Bay Musk'ın hamleleri, Trump yönetiminin bir dizi yeni gümrük vergisi politikası açıklamasının ardından geldi. Bu politikalar borsada ciddi çalkantılara yol açtı ve küresel ekonomik durgunluk riski endişelerini artırdı. Başkan Trump, ABD ekonomisini yeniden şekillendirirken, yabancı mallara olan bağımlılığı azaltmayı hedefleyerek Amerikalıların "kısa vadeli sıkıntılara" hazırlıklı olmaları gerektiğini söyledi. Geçtiğimiz hafta, dünyadaki çoğu ekonomiye bir dizi yeni gümrük vergisi uygulandı; hatta bazı ülkeler için daha da yüksek tarifeler uygulanarak, Amerika Birleşik Devletleri çevresinde yüksek bir ticaret "duvarı" oluşturuldu.
Trump'ın agresif ticaret politikası, özellikle bunun yerli üretimi artırmaya yönelik uzun vadeli bir strateji mi yoksa diğer ülkeleri politikalarını değiştirmeye zorlamak için bir pazarlık "hile"si mi olduğu konusunda kamuoyunda büyük bir kafa karışıklığına yol açtı. Bu belirsizlik, ABD Ulusal Ekonomik Konseyi Direktörü Kevin Hassett'in konuyla alakasız bir yorumunun, Başkan Trump'ın tarifeleri 90 gün süreyle durdurabileceği anlamına geldiği şeklinde yanlış anlaşılmasıyla daha da belirginleşti. Bu durum, Beyaz Saray'ın herhangi bir politika değişikliğinin planlanmadığını açıklamasının ardından piyasanın kısa bir yükseliş yaşamasına ve ardından düşüş trendine geri dönmesine neden oldu.
Trump koalisyonundaki bazı üyelerin ticaret konusunda Beyaz Saray'ın gözünden düştüğüne dair işaretler var. Milyarder bir hedge fon yöneticisi ve Trump destekçisi olan Bill Ackman, diğer ülkelerle müzakerelere zaman tanımak için gümrük vergilerine 90 günlük bir ara verilmesi çağrısında bulundu. Aksi takdirde, sonucun "kendi kendine yaratılmış bir ekonomik nükleer patlama" olacağı konusunda uyardı. Bay Ackman, sosyal medyada mevcut politikaların güvenilir bir ticaret ortağı, cazip bir iş merkezi ve güvenli bir sermaye piyasası olarak Amerika Birleşik Devletleri'ne olan güveni zedelediğinden endişe duyduğunu dile getirdi.
Bu arada, üst düzey Beyaz Saray danışmanları tarifeler için farklı gerekçeler öne sürdüler.
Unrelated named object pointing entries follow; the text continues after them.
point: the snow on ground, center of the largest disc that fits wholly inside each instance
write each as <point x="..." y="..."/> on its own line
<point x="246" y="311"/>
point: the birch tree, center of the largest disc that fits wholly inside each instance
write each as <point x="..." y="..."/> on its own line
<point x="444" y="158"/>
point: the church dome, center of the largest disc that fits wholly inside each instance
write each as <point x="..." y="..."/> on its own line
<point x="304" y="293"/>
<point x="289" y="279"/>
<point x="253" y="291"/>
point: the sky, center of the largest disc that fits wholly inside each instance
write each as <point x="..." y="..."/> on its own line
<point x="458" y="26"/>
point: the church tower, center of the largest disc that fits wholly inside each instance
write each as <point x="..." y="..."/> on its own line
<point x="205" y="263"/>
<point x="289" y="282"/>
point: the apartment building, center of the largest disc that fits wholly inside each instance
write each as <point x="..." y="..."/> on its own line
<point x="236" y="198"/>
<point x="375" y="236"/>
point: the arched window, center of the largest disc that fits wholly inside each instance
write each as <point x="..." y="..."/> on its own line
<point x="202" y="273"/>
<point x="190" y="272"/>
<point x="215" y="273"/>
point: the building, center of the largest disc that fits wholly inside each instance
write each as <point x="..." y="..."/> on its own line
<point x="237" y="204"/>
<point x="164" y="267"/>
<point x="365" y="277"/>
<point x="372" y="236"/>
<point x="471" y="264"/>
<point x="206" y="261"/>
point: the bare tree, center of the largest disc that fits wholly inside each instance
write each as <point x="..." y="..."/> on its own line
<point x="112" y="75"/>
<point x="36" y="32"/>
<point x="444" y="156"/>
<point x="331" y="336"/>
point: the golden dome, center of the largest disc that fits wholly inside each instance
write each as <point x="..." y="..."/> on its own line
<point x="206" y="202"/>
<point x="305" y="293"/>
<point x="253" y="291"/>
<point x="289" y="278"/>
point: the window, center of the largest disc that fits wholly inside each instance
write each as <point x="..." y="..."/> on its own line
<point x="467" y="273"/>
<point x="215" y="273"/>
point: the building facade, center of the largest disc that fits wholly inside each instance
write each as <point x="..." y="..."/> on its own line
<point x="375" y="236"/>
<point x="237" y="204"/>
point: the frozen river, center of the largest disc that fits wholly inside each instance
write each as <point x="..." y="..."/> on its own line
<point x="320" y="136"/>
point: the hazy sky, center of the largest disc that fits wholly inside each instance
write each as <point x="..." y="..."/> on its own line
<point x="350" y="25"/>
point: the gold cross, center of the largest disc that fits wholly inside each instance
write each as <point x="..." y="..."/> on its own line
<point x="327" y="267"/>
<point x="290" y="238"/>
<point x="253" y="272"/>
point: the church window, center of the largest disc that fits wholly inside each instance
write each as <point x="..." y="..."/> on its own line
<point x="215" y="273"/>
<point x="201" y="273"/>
Hazine Bakanı Scott Bessent, asıl amacın ticaret müzakerelerini başlatmak olduğunu söyledi. NBC'nin "Meet the Press" programında, tarifelerin Başkan Trump'a "maksimum etki" sağladığını ve 50'den fazla ülkenin ticaret engellerini düşürmek için Beyaz Saray'la iletişime geçtiğini söyledi. Ticaret Bakanı Howard Lutnick ise daha sert bir tavır sergileyerek, CBS'nin "Face the Nation" programında ABD'nin diğer ülkeler tarafından "dolandırılmayı" bırakması gerektiğini söyledi.
Hafta sonu, Bay Musk daha yapıcı bir fikir sunarak Amerika Birleşik Devletleri ile Avrupa arasında bir serbest ticaret bölgesi önerdi. Her iki tarafın da tarifeleri tamamen ortadan kaldırarak Kuzey Amerika ile Avrupa arasında gerçek bir serbest ticaret bölgesi yaratma yönünde ilerlemesini umduğunu belirtti. Avrupa Komisyonu Başkanı Ursula von der Leyen, Avrupa'nın Amerika Birleşik Devletleri ile müzakerelere hazır olduğunu söyleyerek ve sanayi mallarına "sıfır-sıfır" tarifeler önererek olumlu yanıt verdi.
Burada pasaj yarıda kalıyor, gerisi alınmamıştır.